Dopo un allenamento in palestra o una gara sportiva, può capitare di svegliarsi con un forte indolenzimento ai muscoli, delle braccia, dei glutei o delle gambe.

Non temete di aver esagerato, poiché nella maggior parte dei casi i dolori post allenamento rappresentano una normale risposta allo sforzo.

Bisogna però non sottovalutare questi dolori, soprattutto quando essi sono molto dolorosi e persistenti.

Ma da dove arriva questo dolore e cosa si può fare per evitarlo?

Come si sviluppa il dolore

Il fenomeno del dolore muscolare post allenamento è conosciuto come DOMS, acronimo di Delayed Onset Muscle Soreness, ovvero “indolenzimento muscolare a insorgenza ritardata.“ Solitamente si protrae dalle 24 alle 48 ore dopo lo sforzo, mentre nei casi più seri può durare anche 4 o 5 giorni.

L’indolenzimento muscolare può essere il risultato di una sessione di allenamento intensa o di movimenti nuovi e insoliti. Perché?

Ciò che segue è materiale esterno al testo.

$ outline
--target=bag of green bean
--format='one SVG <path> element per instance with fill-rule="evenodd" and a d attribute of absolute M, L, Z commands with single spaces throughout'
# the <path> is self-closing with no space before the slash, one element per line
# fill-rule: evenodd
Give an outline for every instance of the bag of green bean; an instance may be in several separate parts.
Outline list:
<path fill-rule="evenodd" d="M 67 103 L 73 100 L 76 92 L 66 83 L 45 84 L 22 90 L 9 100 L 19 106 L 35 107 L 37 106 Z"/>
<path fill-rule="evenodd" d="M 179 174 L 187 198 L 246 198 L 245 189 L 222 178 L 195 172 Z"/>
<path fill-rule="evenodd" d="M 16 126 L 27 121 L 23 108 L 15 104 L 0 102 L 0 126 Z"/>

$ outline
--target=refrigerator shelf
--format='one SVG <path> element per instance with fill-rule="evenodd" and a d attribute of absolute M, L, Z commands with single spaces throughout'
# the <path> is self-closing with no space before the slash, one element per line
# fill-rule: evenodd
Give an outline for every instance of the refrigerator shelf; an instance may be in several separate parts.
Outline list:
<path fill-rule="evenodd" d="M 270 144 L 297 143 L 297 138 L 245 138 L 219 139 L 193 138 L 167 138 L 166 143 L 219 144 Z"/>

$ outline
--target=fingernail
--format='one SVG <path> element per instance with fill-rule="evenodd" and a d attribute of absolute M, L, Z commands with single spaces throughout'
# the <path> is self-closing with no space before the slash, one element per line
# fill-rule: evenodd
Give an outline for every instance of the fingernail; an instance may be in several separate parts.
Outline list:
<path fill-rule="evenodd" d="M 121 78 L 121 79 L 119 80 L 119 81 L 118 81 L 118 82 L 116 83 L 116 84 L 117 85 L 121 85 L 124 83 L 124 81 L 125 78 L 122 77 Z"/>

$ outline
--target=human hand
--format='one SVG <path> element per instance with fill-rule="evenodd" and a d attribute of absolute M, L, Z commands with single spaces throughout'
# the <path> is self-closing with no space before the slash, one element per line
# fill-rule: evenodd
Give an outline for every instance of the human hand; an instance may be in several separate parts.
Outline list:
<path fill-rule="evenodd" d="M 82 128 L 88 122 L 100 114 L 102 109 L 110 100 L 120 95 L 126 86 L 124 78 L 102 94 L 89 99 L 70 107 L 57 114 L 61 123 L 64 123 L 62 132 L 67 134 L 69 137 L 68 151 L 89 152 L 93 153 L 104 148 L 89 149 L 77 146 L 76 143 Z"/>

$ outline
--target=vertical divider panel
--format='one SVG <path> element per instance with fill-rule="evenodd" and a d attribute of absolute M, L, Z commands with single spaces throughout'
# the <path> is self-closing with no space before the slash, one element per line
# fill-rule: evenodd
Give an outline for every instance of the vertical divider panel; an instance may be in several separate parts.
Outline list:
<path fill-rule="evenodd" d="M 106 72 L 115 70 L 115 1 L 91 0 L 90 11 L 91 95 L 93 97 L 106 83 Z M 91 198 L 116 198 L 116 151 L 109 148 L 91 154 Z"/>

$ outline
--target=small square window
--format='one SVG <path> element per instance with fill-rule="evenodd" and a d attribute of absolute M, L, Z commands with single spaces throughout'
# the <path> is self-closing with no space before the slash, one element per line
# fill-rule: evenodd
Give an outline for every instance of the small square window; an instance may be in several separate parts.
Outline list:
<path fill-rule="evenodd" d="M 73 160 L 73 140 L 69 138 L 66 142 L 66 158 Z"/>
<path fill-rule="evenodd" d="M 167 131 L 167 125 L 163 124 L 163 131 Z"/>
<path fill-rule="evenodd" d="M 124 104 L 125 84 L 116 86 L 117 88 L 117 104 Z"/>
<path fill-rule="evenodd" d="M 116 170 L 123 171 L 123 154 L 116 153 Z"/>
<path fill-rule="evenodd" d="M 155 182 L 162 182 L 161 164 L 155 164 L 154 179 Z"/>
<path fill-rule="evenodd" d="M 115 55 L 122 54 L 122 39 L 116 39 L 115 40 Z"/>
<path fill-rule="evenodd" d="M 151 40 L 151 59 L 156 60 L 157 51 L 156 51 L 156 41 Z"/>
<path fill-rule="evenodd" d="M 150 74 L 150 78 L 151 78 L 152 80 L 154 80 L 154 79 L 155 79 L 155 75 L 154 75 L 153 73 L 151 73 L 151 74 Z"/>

Le singole fibre muscolari non lavorano insieme, quindi può capitare che alcune fibre lavorino mentre altre rimangono a riposo, e visto che solo alcune fibre sostengono lo sforzo muscolare, sono soggette rapidamente a sovraffaticamento.

In pratica, il sovraccarico può causare rigidità e piccole lesioni nelle fibre muscolari, note appunto come microlesioni.

Tra gli esercizi che possono causare un lieve dolore a insorgenza ritardata troviamo, ad esempio, i movimenti di squot e push-up, o i pesi portati dall’alto in basso. In ogni caso, i dolori post allenamento si riconoscono perché hanno una bassa intensità e si risolvono nel giro di pochi giorni. In caso contrario, è sempre buona regola rivolgersi ad un medico per scongiurare la presenza di un infortunio.

Come evitare il dolore ai muscoli

Il cibo

Per accelerare il recupero in presenza di dolori post allenamento, ma anche per evitarli, esistono alcuni accorgimenti: a venirci in aiuto è soprattutto il cibo, che ricopre un ruolo fondamentale.

Per la salute muscolare dell’atleta, pur sempre sotto controllo di uno specialista, potrebbe esser utile integrare alcuni alimenti che aiutano ad alleviare i dolori.

Tra questi alimenti troviamo:

Ciliegie, mirtilli, amarene e gli altri frutti rossi: essi contengono polifenoli, molecole preziose in grado di ridurre i dolori post allenamento grazie all’azione antinfiammatoria e antiossidante;

Caffè: che contribuisce ad ottenere una migliore resa energetica dei muscoli;

-Curcuma e zenzero: che contengono delle spiccate proprietà antinfiammatorie, ottime per ridurre i DOMS e per accorciare i tempi di recupero;

Omega 3: Assunti in seguito all’attività fisica, sembrano evitare l’insorgenza dei dolori post allenamento, contribuendo a ridurre l’infiammazione e a riparare i tessuti danneggiati.

Trucchi pratici

Ecco alcuni trucchi per contribuire a ridurre l’indolenzimento muscolare o evitare che si sviluppi del tutto:

Procedere gradualmente: è fondamentale aumentare poco alla volta intensità e durata dell’attività;

– Non trascurare il riscaldamento;

– Fase di defaticamento: riduce il rischio di rigidità muscolare e ti aiuta a recuperare più rapidamente.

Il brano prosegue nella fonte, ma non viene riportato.